Weaving Kiosk at Frederiksgade

 

 

Weaving Kiosk had set up a loom at Frederiksgade and showed some of the work they produce.

Rosa Tolnov Claussen and the Finnish fashion designer Merja Henele Ulvinen work together to run a series of weaving classes that introduce the craft skill to people who have not woven textiles before and they have designed pieces, like a backpack/bag, that students taking the classes can produce and take away with them … both the bags shown here were on loan from the new weavers who made them.

This is not about a nice hobby for weekends - though it could certainly be that - but neither is it about some sort of extreme political angst about people taking back the means of production. 

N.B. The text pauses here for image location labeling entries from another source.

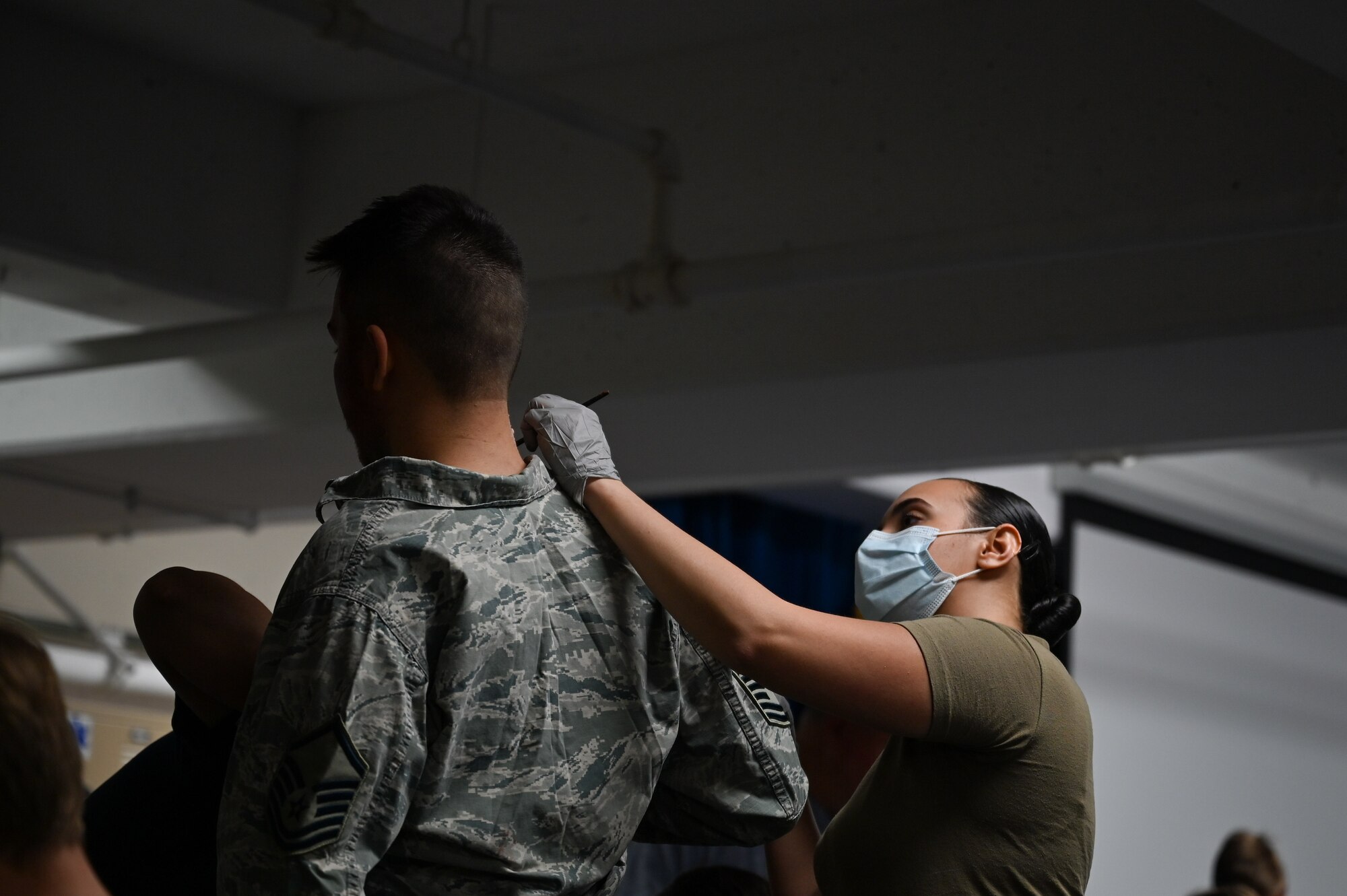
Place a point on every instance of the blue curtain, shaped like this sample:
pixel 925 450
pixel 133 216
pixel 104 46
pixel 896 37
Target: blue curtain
pixel 803 557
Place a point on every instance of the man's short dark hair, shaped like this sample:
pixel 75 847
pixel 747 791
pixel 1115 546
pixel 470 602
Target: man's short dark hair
pixel 41 793
pixel 434 268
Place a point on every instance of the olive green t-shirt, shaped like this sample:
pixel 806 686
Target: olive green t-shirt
pixel 996 801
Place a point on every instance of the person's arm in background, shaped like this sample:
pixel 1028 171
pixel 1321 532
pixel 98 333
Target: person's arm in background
pixel 790 860
pixel 203 631
pixel 868 672
pixel 328 750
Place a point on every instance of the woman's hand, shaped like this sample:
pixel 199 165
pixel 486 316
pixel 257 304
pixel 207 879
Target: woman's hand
pixel 570 439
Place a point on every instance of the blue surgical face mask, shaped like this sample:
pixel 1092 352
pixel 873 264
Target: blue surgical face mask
pixel 896 578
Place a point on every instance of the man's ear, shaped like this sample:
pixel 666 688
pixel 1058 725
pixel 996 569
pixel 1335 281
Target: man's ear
pixel 1000 548
pixel 378 358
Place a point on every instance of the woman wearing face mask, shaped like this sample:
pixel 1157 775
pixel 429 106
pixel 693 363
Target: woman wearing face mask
pixel 987 786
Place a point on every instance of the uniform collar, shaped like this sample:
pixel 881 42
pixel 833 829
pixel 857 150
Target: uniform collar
pixel 426 482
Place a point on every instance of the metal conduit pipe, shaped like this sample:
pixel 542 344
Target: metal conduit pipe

But it seems to me that important initiatives like this are about making people aware of a strong tradition of making by hand the objects we need and use everyday. And by making design less about consumerism or passive search and buy - unless you define activity as swiping a finger across the screen of a phone or iPad - and certainly more about understanding materials and appreciating how things we use are made and understanding how it is possible to find good design that we like and good design that should - even if it is in a simple way - enhance our lives every time we use what we have.  

And it seems to me that having makers, craftsmen and designers, working in the community rather than out on an industrial estate or in an open-air museum - should inspire us and inspire our kids to be fascinated by designing and making and producing so they understand much more about what they are buying. If children don’t see a work bench, how do they know they could one day be a cabinet maker and if they don’t see a potter at a wheel how do they understand how, by stages through our history, people have found ways to make wet clay into useful or beautiful pots or pots that are actually both useful and beautiful. Without handling yarn and making textiles how do we understand the different characteristics of linen or cotton or wool and how can we really appreciate the different textiles we buy?